Friday news roundup August 2, 2019
Birth rate in England and Wales has hit its lowest level since records began. According to government statistics, the rate has dropped by 46% from its highest peak in 1947, also a fall of 3.2% compared to the previous year and down by 10% from 2012. Figures from the Office for National Statistics (ONS) show that the percentage of live babies with mothers not born in the UK has also fallen for the first time since 1990. While Britain’s aging population indicates that the number of older people compared with women of childbearing age is on the rise, the record low number of births is predominantly being driven by falling fertility rates. According to Ann Berrington, a professor in demography and social statistics at the University of Southampton, the declining birth rates can be due to a diverse set of reasons depending on the age group. “There’s been government legislation which means the school leaving age has increased to 18. There’s also been significant improvements in the availability of emergency and long-acting contraception,” Berrington commented.

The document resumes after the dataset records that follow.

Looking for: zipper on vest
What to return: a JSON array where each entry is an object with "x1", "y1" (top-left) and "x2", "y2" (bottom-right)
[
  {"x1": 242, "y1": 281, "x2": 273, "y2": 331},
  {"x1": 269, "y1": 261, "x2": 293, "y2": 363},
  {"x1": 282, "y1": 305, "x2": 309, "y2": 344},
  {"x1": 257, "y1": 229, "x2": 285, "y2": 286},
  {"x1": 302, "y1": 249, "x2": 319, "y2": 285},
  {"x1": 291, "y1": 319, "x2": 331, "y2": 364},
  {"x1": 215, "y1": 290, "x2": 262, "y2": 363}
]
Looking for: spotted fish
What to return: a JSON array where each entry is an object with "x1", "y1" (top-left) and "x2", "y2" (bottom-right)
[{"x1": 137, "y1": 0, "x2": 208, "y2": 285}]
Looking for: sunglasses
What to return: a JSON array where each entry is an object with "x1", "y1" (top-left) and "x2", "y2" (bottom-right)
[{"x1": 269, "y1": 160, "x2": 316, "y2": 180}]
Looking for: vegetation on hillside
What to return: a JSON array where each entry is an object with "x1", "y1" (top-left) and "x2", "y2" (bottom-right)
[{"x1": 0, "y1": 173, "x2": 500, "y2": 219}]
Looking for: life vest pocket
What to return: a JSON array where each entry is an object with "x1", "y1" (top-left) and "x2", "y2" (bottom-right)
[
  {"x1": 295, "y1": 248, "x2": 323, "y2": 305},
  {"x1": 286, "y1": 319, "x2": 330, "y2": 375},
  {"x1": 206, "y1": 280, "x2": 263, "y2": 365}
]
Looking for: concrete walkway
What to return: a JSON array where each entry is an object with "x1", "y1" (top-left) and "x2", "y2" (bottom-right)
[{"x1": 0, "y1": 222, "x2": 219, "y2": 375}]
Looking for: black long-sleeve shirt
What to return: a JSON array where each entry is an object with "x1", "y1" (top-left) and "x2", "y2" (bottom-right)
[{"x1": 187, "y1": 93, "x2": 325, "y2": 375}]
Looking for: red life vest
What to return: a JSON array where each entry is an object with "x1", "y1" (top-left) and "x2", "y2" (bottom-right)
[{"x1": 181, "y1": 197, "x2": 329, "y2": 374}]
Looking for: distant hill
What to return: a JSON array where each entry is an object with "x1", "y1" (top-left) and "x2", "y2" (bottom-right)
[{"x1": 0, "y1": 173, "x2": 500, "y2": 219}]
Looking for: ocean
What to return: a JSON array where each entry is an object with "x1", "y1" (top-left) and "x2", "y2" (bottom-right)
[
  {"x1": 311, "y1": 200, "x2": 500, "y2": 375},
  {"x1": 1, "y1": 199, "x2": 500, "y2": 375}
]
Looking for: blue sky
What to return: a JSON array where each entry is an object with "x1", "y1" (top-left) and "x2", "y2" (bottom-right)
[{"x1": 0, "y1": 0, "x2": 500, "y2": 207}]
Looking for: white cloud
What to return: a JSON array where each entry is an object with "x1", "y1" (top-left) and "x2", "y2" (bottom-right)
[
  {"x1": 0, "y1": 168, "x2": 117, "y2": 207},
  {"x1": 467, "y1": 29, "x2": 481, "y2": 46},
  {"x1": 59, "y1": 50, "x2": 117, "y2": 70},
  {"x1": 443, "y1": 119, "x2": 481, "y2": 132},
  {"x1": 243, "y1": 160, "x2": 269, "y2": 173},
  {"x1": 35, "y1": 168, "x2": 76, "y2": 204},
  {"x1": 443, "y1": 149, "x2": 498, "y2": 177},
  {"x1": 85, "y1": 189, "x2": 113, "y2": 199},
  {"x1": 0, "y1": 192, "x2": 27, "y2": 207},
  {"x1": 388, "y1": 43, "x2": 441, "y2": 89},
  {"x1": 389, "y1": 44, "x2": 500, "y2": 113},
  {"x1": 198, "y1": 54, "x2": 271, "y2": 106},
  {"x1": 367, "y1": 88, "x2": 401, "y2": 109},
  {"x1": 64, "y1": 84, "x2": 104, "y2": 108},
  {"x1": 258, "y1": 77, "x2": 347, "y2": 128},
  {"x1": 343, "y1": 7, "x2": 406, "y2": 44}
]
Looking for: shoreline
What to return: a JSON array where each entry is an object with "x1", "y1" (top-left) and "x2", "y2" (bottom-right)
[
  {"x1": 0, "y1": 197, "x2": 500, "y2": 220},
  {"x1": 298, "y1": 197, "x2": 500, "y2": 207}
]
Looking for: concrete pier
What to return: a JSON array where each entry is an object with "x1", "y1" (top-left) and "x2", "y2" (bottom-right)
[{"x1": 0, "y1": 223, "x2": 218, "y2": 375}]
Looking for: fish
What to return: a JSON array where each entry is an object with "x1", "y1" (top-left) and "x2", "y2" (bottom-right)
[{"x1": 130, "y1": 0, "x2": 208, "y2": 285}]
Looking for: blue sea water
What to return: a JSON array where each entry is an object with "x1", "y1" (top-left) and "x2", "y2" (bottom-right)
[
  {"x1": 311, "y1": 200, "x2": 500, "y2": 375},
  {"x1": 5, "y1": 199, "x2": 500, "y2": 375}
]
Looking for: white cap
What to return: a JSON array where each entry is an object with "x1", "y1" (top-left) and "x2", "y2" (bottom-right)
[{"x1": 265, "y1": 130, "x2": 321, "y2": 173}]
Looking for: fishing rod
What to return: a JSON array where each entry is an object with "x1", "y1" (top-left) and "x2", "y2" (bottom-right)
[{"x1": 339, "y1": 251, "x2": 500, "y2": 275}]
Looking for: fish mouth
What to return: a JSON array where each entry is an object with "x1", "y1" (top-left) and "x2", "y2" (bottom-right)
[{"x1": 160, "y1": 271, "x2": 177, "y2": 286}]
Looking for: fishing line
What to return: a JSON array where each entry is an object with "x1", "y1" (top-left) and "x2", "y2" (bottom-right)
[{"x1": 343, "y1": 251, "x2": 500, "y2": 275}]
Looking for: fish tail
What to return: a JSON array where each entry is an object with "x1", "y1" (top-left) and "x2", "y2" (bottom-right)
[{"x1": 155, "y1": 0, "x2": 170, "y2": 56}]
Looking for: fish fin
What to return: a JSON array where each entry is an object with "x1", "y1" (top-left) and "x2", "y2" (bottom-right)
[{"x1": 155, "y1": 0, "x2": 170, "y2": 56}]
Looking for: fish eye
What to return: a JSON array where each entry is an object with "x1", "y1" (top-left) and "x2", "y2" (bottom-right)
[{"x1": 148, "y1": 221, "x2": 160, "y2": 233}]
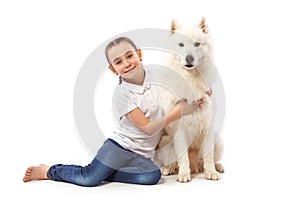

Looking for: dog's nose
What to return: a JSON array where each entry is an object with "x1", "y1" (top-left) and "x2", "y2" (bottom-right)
[{"x1": 185, "y1": 55, "x2": 194, "y2": 64}]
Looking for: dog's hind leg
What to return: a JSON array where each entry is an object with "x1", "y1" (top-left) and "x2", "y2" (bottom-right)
[{"x1": 214, "y1": 138, "x2": 224, "y2": 173}]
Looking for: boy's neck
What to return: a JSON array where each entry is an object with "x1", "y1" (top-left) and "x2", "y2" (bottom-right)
[{"x1": 125, "y1": 69, "x2": 145, "y2": 85}]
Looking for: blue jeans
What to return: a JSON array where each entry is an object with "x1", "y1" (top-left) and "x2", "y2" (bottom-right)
[{"x1": 47, "y1": 139, "x2": 161, "y2": 186}]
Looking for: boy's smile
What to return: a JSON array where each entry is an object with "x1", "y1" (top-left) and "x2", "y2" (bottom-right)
[{"x1": 108, "y1": 42, "x2": 144, "y2": 84}]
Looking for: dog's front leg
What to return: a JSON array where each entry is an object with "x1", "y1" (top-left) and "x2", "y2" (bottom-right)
[
  {"x1": 202, "y1": 127, "x2": 220, "y2": 180},
  {"x1": 174, "y1": 131, "x2": 191, "y2": 183}
]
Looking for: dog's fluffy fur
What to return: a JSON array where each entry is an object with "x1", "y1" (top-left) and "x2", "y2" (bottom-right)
[{"x1": 155, "y1": 17, "x2": 224, "y2": 182}]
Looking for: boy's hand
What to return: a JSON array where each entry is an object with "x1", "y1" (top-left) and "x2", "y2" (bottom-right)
[{"x1": 175, "y1": 99, "x2": 201, "y2": 116}]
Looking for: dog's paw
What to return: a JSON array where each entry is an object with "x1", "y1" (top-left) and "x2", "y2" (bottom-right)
[
  {"x1": 205, "y1": 170, "x2": 220, "y2": 181},
  {"x1": 176, "y1": 173, "x2": 192, "y2": 183},
  {"x1": 215, "y1": 163, "x2": 225, "y2": 173}
]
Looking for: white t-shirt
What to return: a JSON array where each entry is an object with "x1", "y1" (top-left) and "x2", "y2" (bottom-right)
[{"x1": 111, "y1": 70, "x2": 164, "y2": 158}]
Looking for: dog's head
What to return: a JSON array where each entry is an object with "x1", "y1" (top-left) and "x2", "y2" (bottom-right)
[{"x1": 170, "y1": 17, "x2": 212, "y2": 69}]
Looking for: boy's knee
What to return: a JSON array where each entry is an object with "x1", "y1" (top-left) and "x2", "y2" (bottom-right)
[{"x1": 140, "y1": 170, "x2": 161, "y2": 185}]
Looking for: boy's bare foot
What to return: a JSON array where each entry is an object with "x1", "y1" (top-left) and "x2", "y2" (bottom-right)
[{"x1": 23, "y1": 164, "x2": 50, "y2": 182}]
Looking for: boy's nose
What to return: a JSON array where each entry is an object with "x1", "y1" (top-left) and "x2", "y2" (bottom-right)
[{"x1": 123, "y1": 59, "x2": 130, "y2": 68}]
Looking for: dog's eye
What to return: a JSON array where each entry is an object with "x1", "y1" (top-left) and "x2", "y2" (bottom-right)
[
  {"x1": 194, "y1": 42, "x2": 201, "y2": 47},
  {"x1": 178, "y1": 42, "x2": 184, "y2": 47}
]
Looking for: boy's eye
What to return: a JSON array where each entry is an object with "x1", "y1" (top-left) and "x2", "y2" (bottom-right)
[
  {"x1": 115, "y1": 60, "x2": 121, "y2": 65},
  {"x1": 194, "y1": 42, "x2": 201, "y2": 47}
]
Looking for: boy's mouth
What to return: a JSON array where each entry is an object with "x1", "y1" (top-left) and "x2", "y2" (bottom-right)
[{"x1": 124, "y1": 66, "x2": 136, "y2": 74}]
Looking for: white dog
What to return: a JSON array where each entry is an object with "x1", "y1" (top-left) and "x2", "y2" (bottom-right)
[{"x1": 155, "y1": 18, "x2": 224, "y2": 182}]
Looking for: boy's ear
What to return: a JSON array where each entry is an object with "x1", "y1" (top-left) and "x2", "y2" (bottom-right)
[
  {"x1": 108, "y1": 65, "x2": 119, "y2": 75},
  {"x1": 136, "y1": 49, "x2": 143, "y2": 61}
]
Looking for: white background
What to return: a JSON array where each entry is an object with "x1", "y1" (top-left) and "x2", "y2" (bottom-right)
[{"x1": 0, "y1": 0, "x2": 300, "y2": 199}]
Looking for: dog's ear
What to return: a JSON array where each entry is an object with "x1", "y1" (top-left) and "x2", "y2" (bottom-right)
[
  {"x1": 199, "y1": 17, "x2": 208, "y2": 34},
  {"x1": 170, "y1": 19, "x2": 178, "y2": 33}
]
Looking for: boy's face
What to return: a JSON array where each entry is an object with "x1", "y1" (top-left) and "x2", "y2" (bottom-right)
[{"x1": 107, "y1": 42, "x2": 142, "y2": 79}]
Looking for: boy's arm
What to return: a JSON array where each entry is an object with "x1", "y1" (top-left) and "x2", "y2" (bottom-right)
[{"x1": 126, "y1": 100, "x2": 200, "y2": 135}]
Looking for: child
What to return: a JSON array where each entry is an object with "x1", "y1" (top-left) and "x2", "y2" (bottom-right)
[{"x1": 23, "y1": 37, "x2": 201, "y2": 186}]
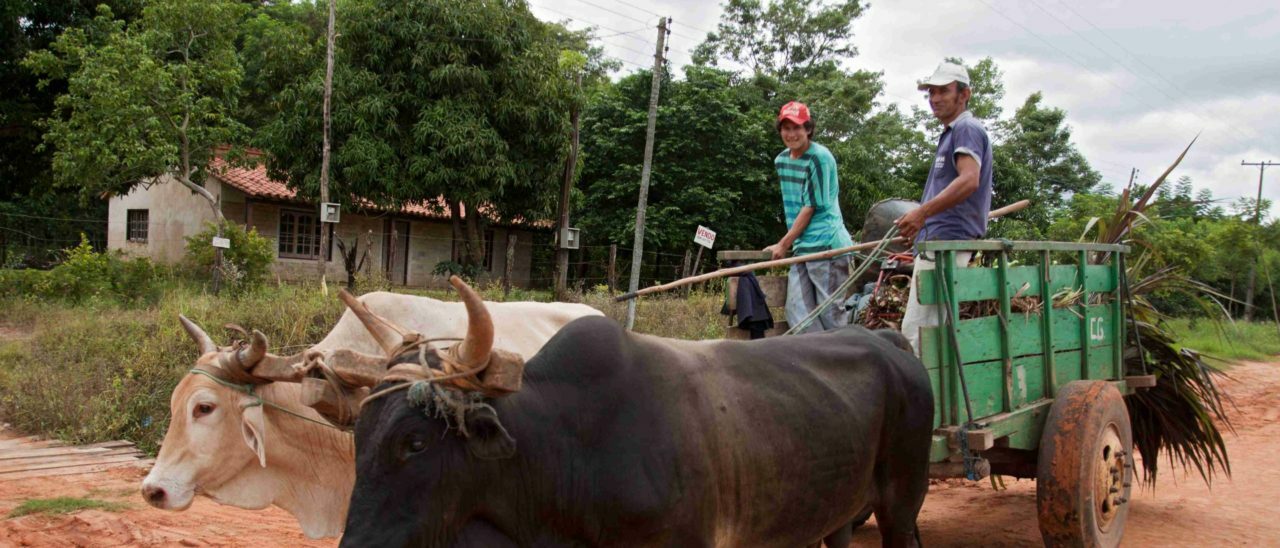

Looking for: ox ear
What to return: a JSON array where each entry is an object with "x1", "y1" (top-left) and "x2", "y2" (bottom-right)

Saudi Arabian women allowed to travel independently. According to royal decrees, women in Saudi Arabia can now travel abroad without a male guardian’s permission and women over the age of 21 will be able to apply for a passport without the need for authorization. This is a step forward in the fight for equality as women will also be granted the right to register childbirth, marriage, or divorce. In 2016, the de facto leader of Saudi Arabia, Crown Prince Mohammed bin Salman, also availed a plan to transform the economy by 2030, partly by increasing women’s participation in the workforce from 22% to 30%. The decision to allow women to travel independently has been prompted by a number of high-profile attempts by women to leave the kingdom. Crown Prince Mohammed bin Salman has been making steps in easing social restrictions on women but, at the same time, he has also cracked down on women’s rights activists, putting a number of them on trial in recent months. Whilst many Saudi women are celebrating the move, some conservatives in the country have reacted negatively to the changes.
South Korea will no longer be on Japan’s list of favored trade partners. On Friday, Japan’s cabinet approved a plan to remove South Korea from a list of countries approved for minimum export controls. The move is likely to escalate tensions fuelled by a dispute over compensation for wartime forced laborers. The decision is set to take effect from August 28 and South Korea will be the first country to be removed from Japan’s "white list," which currently consists of 27 countries, including Germany, Britain, and the US. The measure could mean that South Korean exporters need to take extra administrative procedures to receive export licences, which could potentially slow down exports of a wide range of goods that could be used to produce weapons. South Korean officials have stated that they may reconsider an intelligence sharing accord with Japan if the feud worsens. A Senior US administration official has told reporters that the US has urged its two key Asian allies to find a way to reach a “standstill agreement” in order to secure more time for talks.